Trujillo ha ratificado este martes en el juicio la declaración que prestó como testigo en diciembre de 2011 ante la Policía Judicial de Andújar (Jaén). Entonces confesó haber utilizado «la mayor parte del dinero» que recibió de su jefe a través de ayudas (900.000 euros en total) destinadas en teoría a combatir para «comprar cocaína» para él y Guerrero y otros gastos como «ir de fiestas y copas». Además confesó que con el dinero se compró un terreno en la sierra sevillana y un piso en la calle San Luis de Sevilla.

Quien fuera conductor del encargado de conceder las ayudas bajo sospecha, que está procesado en una pieza separada del caso ERE e investigado en la causa de las sobrecomisiones, ha confirmado, a preguntas del fiscal, que en una ocasión su jefe en la Dirección General de Trabajo «me dijo que había recibido una llamada de Gaspar Zarrías» para visitar una empresa de Vilches relacionada con la cerámica.

Se refiere a Cerámica Syre SA y su sucesora Gres de Vilches SL, que recibieron ayudas por un importe total de 4.705.691 euros. La Guardia Civil encontró a diez falsos trabajadores en el ERE de esta empresa de Jaén que ya se habían beneficiado anteriormente de otra ayuda de la Junta para prejubilaciones.

Trujillo también ha manifestado, a preguntas del abogado de Zarrías, que Guerrero además se reunió con José Caballos, exparlamentario andaluz socialista y vinculado a la Sierra Norte de Sevilla, para abordar «algo del PSOE de Sevilla».

El antiguo conductor de Guerrero ha comentado que él consideraba que tenía una relación de amistad con su jefe y que le comentó que él tenía la disposición para dar ayudas a empresas en crisis sin ningún tipo de control, afirmó a preguntas del fiscal.

Tras animarle su jefe, el chófer creó, con su mujer de socia, las empresas Iniciativas Turísticas Sierra Morena y Lógica Estratégica, según sus declaraciones anteriores. Por cada una de ellas recibió en 2005 ayudas por 450.000 euros y luego recibió otra subvención por la misma cuantía para su nueva empresa, Ave Nueva SL junto al exregidor y amigo Ruiz. Más adelante el chófer logró más dinero mediante una póliza como una falsa prejubilada que realizó en nombre de su madre tras falsificar su firma, y que le concedió Guerrero por 125.028 euros.
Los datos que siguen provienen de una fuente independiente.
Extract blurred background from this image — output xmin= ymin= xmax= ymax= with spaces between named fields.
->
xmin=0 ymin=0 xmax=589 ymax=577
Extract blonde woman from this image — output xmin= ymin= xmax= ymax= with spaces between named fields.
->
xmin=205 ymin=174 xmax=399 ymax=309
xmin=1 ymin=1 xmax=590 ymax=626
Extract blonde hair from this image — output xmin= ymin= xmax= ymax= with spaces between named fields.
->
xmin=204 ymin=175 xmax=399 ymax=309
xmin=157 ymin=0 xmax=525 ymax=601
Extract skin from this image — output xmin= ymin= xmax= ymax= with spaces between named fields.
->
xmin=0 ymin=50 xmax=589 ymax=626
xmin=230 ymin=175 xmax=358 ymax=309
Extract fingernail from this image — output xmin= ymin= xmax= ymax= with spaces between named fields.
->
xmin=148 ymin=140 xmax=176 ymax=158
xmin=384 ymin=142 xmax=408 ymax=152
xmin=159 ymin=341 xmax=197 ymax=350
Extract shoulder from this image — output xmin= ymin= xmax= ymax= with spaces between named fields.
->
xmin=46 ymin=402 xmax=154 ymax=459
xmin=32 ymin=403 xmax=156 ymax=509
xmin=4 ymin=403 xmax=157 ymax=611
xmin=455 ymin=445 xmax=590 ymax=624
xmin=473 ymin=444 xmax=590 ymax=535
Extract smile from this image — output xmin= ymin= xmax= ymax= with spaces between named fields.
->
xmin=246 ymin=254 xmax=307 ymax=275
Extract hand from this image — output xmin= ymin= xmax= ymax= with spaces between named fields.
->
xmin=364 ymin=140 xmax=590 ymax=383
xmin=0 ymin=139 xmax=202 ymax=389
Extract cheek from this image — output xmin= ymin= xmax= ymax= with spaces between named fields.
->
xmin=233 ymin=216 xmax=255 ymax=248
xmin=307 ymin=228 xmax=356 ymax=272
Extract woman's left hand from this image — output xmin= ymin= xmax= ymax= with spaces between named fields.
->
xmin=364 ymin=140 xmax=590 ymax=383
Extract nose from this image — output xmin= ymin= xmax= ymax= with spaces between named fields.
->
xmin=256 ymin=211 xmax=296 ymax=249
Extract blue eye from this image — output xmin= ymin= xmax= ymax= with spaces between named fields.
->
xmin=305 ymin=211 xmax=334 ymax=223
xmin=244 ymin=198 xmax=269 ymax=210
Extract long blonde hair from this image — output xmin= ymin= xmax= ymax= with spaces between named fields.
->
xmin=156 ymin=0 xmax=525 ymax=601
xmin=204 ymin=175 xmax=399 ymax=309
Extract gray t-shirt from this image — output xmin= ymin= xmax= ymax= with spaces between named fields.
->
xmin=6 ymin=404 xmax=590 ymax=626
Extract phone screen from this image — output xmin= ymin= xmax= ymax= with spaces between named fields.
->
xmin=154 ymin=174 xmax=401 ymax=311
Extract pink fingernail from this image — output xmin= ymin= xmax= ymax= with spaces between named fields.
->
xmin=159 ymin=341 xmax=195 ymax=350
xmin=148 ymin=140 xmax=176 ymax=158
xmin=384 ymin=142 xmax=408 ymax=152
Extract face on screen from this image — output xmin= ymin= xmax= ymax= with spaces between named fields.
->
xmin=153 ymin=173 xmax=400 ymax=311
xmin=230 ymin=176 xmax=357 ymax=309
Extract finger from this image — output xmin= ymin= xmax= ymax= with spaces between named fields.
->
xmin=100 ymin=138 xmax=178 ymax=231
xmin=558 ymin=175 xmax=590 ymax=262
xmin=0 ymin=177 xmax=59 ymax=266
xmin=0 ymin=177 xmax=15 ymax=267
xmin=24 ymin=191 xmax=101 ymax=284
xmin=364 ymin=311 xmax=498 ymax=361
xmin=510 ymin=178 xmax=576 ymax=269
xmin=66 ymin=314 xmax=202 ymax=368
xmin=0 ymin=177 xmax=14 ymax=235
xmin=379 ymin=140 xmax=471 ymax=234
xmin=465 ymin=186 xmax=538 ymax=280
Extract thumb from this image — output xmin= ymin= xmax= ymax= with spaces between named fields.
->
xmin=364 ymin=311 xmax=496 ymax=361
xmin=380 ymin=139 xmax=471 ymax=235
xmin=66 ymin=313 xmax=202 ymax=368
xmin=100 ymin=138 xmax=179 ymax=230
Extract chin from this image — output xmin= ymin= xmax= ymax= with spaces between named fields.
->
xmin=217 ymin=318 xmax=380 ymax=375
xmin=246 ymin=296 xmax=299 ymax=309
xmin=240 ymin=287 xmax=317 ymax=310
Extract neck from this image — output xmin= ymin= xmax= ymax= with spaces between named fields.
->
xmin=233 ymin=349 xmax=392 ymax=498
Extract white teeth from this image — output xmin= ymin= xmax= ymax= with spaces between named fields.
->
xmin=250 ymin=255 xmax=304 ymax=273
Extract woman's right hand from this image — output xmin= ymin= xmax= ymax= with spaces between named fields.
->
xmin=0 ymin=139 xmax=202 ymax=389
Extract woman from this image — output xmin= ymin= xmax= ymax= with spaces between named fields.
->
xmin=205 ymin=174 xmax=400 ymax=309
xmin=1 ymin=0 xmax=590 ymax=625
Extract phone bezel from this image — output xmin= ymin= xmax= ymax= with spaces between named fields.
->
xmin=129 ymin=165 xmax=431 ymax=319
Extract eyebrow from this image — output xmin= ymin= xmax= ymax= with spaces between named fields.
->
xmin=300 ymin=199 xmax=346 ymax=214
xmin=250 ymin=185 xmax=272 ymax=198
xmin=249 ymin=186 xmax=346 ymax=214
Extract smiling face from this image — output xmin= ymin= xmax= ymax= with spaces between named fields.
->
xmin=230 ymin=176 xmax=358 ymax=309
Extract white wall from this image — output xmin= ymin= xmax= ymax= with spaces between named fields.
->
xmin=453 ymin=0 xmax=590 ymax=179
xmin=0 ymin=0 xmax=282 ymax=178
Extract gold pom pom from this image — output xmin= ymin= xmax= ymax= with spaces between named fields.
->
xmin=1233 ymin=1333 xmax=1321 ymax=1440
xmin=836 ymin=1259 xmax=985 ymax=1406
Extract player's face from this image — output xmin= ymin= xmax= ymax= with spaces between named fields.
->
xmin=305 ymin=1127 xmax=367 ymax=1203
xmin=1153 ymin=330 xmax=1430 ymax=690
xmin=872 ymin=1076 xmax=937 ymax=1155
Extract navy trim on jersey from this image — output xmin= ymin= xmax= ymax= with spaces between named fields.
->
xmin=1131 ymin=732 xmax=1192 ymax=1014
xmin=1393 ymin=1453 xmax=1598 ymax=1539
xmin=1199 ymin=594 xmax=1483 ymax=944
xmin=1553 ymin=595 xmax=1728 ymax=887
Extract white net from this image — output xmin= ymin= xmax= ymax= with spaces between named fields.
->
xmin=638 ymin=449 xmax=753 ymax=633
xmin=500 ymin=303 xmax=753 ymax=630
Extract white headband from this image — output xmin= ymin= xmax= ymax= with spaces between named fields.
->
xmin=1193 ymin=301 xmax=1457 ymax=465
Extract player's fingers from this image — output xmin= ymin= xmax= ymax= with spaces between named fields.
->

El tribunal juzga a 22 ex altos cargos de la Junta de Andalucía por implantar y perpetuar durante más de una década un procedimiento opaco y arbitrario de financiación, reparto y pago de ayudas que comprometió 855 millones de euros. En el banquillo se sientan, entre otros, los expresidentes Manuel Chaves y José Antonio Griñán y seis de sus exconsejeros.

En una pieza separada de la macrocausa del caso ERE, relacionada con las ayudas que recibió de Guerrero, Trujillo está acusado junto a su exsocio en las empresas Isidoro Ruiz, exalcalde pedáneo socialista de Llanos del Sotillo (Jaén), Guerrero y el exdirector de la consultora Vitalia Antonio Albarracín. La juez les achaca malversación, prevaricación, tráfico de influencias y falsificación de documento mercantil, después de exculpar a la mujer y a la madre del conductor, que habían estado imputadas durante la instrucción.